LIGO Data Replicator

...A lightweight tool for replicating heavyweight data...

The LIGO Data Replicator (LDR) is a tool for replicating data sets to the member sites of a Virtual Organization or DataGrid.

The basic idea is simple. Your organization has data files generated or produced at one computing site, and you would like some infrastructure to automatically, efficiently, and robustly make copies of or distribute (or replicate) the data to other sites in your organization, and then make it possible for users to discover the files.

LDR is a collection of some tools provided by the Globus project along with some extra logic to pull the pieces together. The Globus pieces include

  • Globus GridFTP for fast transport of files between sites
  • Globus Replica Location Service (RLS) for keeping track of or cataloging the locations of files within your organization
  • A metadata service developed by the LDR team but based on a prototype Globus Metadata Catalog Service (MCS) for organizing useful information about your data files, especially as it pertains to when and where the data should be replicated.

We like to say that LDR is the minimum collection of components necessary for fast, efficient, robust, and secure replication of data. We have tried to make a tool that is straightforward to install, configure, and administor but at the same time scales to handle tens of sites and hundreds of terabytes of data.

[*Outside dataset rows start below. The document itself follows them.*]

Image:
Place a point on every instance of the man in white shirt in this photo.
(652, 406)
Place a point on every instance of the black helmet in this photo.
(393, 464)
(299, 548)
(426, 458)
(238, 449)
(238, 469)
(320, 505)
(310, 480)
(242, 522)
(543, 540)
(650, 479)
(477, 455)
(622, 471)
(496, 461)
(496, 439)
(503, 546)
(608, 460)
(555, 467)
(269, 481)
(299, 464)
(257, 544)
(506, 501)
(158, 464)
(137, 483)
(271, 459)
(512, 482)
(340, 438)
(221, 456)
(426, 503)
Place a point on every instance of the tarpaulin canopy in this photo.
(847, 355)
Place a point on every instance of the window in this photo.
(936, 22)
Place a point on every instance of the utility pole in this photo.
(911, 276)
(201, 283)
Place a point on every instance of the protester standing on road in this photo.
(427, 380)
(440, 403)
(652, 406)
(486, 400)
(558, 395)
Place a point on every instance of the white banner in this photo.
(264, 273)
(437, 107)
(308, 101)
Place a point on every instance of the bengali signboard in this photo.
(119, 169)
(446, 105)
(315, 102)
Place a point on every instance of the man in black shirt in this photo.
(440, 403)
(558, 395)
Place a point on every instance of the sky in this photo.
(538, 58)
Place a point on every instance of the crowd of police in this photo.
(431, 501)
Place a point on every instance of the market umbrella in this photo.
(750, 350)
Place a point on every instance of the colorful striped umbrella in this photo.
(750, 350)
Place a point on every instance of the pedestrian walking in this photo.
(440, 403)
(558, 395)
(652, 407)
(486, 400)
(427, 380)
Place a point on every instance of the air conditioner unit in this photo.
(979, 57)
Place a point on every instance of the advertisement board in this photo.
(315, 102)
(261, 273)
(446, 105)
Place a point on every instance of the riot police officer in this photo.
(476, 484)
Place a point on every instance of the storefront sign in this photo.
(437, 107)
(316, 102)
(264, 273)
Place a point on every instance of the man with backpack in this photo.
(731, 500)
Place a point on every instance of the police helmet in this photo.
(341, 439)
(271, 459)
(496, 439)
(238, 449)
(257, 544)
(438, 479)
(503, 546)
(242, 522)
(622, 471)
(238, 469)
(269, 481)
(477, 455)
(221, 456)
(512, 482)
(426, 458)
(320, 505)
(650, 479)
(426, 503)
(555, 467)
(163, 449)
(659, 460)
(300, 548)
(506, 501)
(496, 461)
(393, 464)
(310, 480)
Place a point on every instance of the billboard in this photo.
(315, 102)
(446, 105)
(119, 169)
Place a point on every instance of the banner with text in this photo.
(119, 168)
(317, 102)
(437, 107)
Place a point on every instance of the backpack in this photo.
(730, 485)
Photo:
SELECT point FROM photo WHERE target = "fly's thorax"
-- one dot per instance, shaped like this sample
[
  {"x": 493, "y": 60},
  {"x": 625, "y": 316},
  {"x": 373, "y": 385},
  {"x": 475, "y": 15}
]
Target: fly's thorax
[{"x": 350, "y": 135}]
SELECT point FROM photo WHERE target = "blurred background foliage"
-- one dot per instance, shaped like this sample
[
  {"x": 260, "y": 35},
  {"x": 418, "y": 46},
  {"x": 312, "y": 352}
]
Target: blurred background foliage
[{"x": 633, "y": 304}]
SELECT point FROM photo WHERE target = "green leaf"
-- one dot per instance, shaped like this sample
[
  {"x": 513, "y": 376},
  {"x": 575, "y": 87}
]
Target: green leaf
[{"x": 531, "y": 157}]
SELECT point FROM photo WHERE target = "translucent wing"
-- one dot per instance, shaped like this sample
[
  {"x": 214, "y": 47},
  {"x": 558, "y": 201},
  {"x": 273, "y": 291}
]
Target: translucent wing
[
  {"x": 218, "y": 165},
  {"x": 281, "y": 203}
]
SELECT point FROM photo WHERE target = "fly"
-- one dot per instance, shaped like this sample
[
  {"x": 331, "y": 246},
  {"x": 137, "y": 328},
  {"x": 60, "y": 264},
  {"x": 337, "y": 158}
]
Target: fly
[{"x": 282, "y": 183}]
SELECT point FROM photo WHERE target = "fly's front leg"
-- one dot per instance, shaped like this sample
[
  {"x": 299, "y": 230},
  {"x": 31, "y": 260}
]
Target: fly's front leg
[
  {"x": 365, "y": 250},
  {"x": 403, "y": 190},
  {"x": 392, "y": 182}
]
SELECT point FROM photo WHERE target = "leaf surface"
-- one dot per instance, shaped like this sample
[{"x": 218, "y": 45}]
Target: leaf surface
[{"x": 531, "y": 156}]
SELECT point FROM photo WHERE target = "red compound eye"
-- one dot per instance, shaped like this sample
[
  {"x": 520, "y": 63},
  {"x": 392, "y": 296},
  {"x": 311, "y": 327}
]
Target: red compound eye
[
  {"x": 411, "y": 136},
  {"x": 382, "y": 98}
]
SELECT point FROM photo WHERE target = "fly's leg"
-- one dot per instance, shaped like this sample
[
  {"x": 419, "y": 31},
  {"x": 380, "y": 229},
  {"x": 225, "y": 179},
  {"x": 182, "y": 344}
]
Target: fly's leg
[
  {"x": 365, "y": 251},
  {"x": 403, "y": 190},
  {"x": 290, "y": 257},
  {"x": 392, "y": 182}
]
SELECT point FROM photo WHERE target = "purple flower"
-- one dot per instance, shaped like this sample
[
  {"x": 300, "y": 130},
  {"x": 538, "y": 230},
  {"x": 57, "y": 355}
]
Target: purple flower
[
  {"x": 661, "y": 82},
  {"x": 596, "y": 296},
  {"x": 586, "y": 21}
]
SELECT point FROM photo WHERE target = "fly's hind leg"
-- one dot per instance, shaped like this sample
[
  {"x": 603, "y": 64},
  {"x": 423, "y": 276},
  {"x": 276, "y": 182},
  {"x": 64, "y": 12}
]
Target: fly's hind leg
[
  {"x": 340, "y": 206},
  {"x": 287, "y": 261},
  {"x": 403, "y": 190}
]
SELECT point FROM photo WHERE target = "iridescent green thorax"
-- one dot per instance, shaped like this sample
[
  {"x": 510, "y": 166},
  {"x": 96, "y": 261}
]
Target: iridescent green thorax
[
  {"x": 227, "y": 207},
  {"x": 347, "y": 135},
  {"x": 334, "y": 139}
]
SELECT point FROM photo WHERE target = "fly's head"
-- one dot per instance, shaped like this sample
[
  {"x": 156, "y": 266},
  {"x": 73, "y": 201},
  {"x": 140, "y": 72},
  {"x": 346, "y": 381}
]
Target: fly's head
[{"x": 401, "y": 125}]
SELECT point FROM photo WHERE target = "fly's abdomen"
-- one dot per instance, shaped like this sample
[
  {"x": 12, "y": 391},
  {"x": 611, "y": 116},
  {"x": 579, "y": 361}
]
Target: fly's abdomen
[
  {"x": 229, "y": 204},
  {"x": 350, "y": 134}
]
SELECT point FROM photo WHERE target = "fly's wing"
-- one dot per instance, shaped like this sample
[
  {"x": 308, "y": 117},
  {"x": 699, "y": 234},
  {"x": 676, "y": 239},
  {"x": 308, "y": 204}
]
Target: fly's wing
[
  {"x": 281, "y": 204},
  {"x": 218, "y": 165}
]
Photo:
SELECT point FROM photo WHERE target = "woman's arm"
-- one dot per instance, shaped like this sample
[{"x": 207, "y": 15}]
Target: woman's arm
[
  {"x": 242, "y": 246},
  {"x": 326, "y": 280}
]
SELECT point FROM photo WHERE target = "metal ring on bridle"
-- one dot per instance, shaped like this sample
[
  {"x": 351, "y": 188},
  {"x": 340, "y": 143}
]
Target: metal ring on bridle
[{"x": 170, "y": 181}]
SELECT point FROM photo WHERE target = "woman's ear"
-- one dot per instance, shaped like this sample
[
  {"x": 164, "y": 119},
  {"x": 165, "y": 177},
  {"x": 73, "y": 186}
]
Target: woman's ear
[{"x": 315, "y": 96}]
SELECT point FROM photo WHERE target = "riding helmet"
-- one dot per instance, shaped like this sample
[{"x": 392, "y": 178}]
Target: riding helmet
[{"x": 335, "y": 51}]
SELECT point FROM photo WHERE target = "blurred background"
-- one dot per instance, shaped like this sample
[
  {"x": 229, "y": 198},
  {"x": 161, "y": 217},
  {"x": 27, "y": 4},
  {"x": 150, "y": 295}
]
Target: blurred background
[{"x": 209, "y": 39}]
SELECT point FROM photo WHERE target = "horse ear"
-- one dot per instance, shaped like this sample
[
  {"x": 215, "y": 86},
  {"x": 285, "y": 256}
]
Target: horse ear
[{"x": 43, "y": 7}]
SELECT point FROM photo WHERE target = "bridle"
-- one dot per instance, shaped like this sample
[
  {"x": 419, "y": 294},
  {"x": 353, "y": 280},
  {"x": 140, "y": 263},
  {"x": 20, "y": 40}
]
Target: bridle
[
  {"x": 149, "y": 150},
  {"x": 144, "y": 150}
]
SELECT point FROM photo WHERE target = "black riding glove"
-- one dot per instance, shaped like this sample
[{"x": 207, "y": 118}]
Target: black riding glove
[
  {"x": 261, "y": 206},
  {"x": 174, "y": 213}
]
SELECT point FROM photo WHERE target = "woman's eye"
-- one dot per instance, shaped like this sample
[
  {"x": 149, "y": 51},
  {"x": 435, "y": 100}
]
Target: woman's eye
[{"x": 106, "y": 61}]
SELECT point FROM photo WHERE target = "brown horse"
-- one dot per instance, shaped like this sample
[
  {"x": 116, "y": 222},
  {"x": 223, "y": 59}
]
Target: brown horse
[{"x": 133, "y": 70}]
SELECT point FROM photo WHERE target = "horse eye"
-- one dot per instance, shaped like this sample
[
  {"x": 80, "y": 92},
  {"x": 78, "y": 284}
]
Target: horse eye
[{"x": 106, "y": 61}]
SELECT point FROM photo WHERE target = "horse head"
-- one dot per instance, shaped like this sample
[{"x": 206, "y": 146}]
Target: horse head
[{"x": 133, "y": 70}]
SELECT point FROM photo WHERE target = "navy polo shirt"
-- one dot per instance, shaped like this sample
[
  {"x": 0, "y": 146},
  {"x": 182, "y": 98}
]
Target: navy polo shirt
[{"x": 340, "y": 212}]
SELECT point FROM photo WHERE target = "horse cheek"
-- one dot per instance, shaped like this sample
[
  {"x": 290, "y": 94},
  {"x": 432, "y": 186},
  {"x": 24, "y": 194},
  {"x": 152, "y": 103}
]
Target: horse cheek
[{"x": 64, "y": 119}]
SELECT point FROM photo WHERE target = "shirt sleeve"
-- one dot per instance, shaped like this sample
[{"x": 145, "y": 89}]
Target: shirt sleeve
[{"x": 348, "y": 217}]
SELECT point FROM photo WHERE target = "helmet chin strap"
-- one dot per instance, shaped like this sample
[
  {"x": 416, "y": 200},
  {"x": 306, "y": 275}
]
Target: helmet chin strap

LDR is the right tool for your organization if...

  • your administrators spend a lot of hours making sure data gets copied from one site to another
  • the scripts your administrators are using for moving the data around have grown to become brittle and unmanageable
  • you are never really sure what data is located at which site
  • your people could get a lot more work done if everybody had a replica of the data locally on site
  • your organization has 50 or less sites and not more than a petabyte of data

LDR is not the right tool for your organization if...

  • you only are concerned about moving data from one site to another, or you have 100s of sites to be concerned about
  • you only have a few 10s of gigabytes of data to be concerned about or you have tens of petabytes of data to be concerned about
  • you require top dollar robustness and security, ie. no government or military types need apply (though we expect many university research groups could benefit from LDR)